The results from the MH method and the logistic regression method were further confirmed through Rasch analysis for detecting DIF. Only one item on the RCI-pilot, item 2, showed uniform DIF by Rasch analysis. No items on the RCI-Final showed uniform DIF through Rasch analysis. Overall, the results from these three DIF detection methods indicate that there is strong evidence for the internal structure validity of the RCI-Final. No items showed uniform DIF, and there wasn’t enough evidence to support nonuniform DIF. This suggests that the RCI-Final is a fair assessment that does not discriminate one subgroup over the other.
         
      
      
        Evidence for reliability
        Obtaining reliability evidence is situation specific (American Educational Research Association et al., 2014). Reliability evidence for the RCI-Pilot and the RCI-Final data was obtained using McDonald's omega values. It has been argued that internal consistency reliability values like Cronbach's alpha, which was commonly used, may not be a suitable reliability measure for concept inventories (Adams and Wieman, 2011). Other studies in which concept inventories have been developed have reported low internal consistency values (Bretz and Linenberger, 2012; McClary and Bretz, 2012). These studies argue that concept inventories measure student conceptual understanding, which is usually not coherent, so measures like Cronbach's alpha that are designed to elicit a highly connected structure, will be expectedly low. An alternative to Cronbach's alpha is McDonald's omega which is conceptually like alpha, but it allows each item to be associated with the common construct affecting the true value of each item to a different extent (Crocker and Algina, 1986). The RCI-Pilot has an internal consistency of 0.62 as measured by the omega coefficient and according to the level of confidence, there is a 95% probability of the true value of omega being found in the resulting interval [0.55, 0.65]. The RCI-Final has an internal consistency of 0.54 as measured by the omega coefficient and according to the level of confidence, there is a 95% probability of the true value of omega being found in the resulting interval [0.43, 0.55]. It has been argued that McDonald's omega is a better estimate of single-administration reliability than Cronbach's alpha, but there is still debate within the chemical education research community as to what are the most appropriate indicators of reliability for concept inventories. We acknowledge the low internal consistency values for the RCI-Pilot and the RCI-Final data, so users of the RCI should interpret their results with this in mind.

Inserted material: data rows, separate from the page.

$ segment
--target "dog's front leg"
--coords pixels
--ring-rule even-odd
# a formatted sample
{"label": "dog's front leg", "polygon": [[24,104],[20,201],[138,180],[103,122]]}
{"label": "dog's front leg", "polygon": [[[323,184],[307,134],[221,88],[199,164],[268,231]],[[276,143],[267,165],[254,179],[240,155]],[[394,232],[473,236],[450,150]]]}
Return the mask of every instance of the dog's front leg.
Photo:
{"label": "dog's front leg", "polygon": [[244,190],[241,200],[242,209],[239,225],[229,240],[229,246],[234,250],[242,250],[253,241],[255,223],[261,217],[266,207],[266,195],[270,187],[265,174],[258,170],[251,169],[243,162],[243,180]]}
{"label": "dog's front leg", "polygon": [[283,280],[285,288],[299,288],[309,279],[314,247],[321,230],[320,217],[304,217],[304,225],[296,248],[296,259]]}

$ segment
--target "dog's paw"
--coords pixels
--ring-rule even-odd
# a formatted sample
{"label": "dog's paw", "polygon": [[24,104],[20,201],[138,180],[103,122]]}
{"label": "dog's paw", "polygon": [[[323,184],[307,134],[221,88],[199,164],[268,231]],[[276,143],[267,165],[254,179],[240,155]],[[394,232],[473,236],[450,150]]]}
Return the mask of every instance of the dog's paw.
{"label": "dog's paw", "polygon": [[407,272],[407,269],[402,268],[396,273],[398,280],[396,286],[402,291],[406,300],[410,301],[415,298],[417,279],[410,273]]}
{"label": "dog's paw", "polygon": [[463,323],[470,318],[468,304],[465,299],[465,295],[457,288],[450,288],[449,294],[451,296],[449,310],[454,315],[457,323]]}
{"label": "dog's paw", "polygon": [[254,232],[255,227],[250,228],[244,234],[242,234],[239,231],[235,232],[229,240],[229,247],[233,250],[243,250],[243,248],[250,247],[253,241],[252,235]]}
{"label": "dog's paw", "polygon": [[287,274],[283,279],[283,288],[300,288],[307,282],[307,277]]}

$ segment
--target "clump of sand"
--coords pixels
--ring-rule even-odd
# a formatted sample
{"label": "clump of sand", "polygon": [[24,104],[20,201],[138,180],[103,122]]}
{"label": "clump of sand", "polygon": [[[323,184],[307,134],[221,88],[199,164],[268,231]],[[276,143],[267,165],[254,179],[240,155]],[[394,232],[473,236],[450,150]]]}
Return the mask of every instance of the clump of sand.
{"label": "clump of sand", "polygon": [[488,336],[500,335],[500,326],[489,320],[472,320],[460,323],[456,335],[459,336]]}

        Reliability at the item level was obtained using Rasch analysis through item separation and person separation reliability for both sets of data. The item separation reliability for both RCI-Pilot and RCI-Final data was found to be 0.99 which is well above the acceptable value of 0.8, indicating that is a good spread of items for different person abilities. The person separation reliability for both sets of data were 0.60 and 0.53 respectively which are below the acceptable values of 0.8. This is more difficult to achieve given that it is item dependent (Bond and Fox, 2015). Again, we acknowledge the low person separation reliability, so users of the RCI should interpret the results with this in mind.
      
    
    
      Conclusions
      This study was aimed at obtaining evidence for the quality of the RCI items, validity of the data obtained using the RCI based on internal structure, and reliability of the data obtained with the RCI. Evidence for the quality of the RCI items was supported by obtaining the difficulty and discrimination indices of the RCI-Pilot and RCI-Final items. Modifications were made to the items on the RCI-Pilot based on this information to develop the 14-item RCI-Final. Most of the items on the RCI-Final are within the acceptable ranges of difficulty and discrimination except for two items. Important information regarding student alternate conceptions was still obtained using these two items, so there was evidence to retain the items.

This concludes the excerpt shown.